Figure 5.

Release of MBD2 protein from the 14-3-3σ promoter after reactivation in non-14-3-3σ-expressing prostate cancer cells.

1. ChIP assay of MBD2. The formaldehyde crosslinked chromatin was immunoprecipitated with antibodies specific for MBD2. Purified DNA was amplified for the 14-3-3σ promoter as described in Fig. 4. MBD2 dissociate from the 14-3-3σ promoter-associated CpG island following treatment of LNCaP and Tramp-C1 cells with 5-aza and TSA, as described in Materials and Methods. Controls show input genomic DNA before the addition of antibody and eluants from no antibody immunoprecipitations.
2. Quantification of the MBD2 ChIP fractions on the 14-3-3σ promoter as described in Fig. 4. Each bar represents triplicate analyses of mean ± SD where significant difference from cells treated with vehicle alone (control) is represented by an asterisk * (P <0.05).
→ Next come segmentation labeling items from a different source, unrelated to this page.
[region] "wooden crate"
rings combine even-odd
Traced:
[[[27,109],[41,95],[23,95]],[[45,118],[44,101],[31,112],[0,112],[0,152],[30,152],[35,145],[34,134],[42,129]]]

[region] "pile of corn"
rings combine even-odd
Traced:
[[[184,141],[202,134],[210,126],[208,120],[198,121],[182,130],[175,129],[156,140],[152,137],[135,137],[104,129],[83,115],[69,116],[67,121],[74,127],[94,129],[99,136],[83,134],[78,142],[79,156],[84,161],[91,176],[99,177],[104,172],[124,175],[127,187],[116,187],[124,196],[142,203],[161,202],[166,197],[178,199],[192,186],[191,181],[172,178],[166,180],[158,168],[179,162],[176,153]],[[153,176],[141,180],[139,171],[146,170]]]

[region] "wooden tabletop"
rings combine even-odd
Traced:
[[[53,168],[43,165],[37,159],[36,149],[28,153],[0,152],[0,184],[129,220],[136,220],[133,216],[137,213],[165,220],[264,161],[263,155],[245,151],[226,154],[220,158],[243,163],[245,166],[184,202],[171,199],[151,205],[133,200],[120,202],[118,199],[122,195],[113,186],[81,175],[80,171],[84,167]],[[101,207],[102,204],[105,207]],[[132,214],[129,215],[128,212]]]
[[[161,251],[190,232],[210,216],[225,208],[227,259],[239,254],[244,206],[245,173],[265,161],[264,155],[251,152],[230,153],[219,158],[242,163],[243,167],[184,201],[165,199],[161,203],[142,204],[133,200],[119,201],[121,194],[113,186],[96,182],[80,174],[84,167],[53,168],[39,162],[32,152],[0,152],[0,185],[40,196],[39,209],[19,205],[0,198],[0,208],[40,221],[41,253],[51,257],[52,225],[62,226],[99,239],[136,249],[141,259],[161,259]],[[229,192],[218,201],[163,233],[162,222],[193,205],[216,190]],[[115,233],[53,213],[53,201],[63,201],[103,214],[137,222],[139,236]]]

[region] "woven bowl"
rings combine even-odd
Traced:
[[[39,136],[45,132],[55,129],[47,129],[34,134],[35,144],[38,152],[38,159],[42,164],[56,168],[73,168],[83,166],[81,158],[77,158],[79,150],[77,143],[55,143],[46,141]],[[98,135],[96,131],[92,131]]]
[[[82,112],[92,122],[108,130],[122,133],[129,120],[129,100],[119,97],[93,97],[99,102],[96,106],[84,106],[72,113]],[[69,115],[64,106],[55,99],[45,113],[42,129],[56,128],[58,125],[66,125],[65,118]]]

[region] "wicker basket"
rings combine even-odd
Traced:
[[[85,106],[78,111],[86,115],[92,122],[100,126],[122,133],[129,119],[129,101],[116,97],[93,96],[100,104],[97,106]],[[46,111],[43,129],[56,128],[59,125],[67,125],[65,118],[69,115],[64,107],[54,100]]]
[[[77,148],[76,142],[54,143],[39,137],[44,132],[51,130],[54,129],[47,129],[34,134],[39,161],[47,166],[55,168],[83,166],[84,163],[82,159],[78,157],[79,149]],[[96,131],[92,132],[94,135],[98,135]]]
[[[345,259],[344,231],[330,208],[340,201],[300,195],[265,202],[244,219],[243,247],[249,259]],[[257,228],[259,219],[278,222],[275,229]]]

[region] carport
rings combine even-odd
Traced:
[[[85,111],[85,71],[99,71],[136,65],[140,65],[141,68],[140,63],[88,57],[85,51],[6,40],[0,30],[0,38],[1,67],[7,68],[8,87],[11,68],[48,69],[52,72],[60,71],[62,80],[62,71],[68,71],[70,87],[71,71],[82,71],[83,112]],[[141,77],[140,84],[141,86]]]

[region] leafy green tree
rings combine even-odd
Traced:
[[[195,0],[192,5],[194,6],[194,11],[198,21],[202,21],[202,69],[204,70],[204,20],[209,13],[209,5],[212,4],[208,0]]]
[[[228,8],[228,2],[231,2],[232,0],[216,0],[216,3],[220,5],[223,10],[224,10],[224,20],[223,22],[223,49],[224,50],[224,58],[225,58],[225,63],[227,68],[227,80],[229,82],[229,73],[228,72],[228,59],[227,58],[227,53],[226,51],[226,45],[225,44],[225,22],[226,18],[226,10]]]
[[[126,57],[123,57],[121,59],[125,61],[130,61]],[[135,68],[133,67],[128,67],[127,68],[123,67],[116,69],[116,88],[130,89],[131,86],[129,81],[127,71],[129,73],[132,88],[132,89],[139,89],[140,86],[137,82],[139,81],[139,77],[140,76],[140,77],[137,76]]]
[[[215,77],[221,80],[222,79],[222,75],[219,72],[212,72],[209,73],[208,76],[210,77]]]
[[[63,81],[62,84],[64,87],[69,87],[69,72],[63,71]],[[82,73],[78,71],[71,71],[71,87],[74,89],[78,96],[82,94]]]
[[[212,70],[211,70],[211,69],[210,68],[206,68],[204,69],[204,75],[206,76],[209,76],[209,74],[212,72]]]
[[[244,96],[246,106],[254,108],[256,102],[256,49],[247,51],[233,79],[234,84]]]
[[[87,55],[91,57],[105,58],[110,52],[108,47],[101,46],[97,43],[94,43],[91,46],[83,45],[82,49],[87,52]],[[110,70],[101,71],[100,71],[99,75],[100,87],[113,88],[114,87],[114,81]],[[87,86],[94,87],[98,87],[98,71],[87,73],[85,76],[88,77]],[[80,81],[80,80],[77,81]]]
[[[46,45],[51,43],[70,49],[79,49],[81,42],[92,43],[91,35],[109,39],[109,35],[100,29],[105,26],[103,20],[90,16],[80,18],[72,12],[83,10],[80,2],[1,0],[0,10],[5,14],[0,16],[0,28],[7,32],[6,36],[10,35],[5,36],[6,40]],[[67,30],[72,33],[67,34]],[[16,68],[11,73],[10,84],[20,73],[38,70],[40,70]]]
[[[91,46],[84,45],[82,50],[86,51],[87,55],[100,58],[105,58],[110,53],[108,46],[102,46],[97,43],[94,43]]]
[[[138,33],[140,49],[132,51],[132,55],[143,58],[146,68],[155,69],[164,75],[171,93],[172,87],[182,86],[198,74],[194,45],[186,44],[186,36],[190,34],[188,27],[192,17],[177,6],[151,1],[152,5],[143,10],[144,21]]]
3. MBD2 protein expression in total cell lysates from 5-aza and TSA-treated and untreated PC3, DU145, LNCaP and Tramp-C1 cells. Equal amounts (100 μg) of protein from control or treated cells were separated by SDS-PAGE, transferred to a nitrocellulose membrane, and subjected to immunoblot analysis with antibodies specific for MBD2 and GAPDH. GAPDH was utilized as a loading control.
4. Bar diagram showing densitometry quantified data of MBD2/GAPDH protein expression ratios from three independent experiments. Each bar represents triplicate analyses of mean ± SD.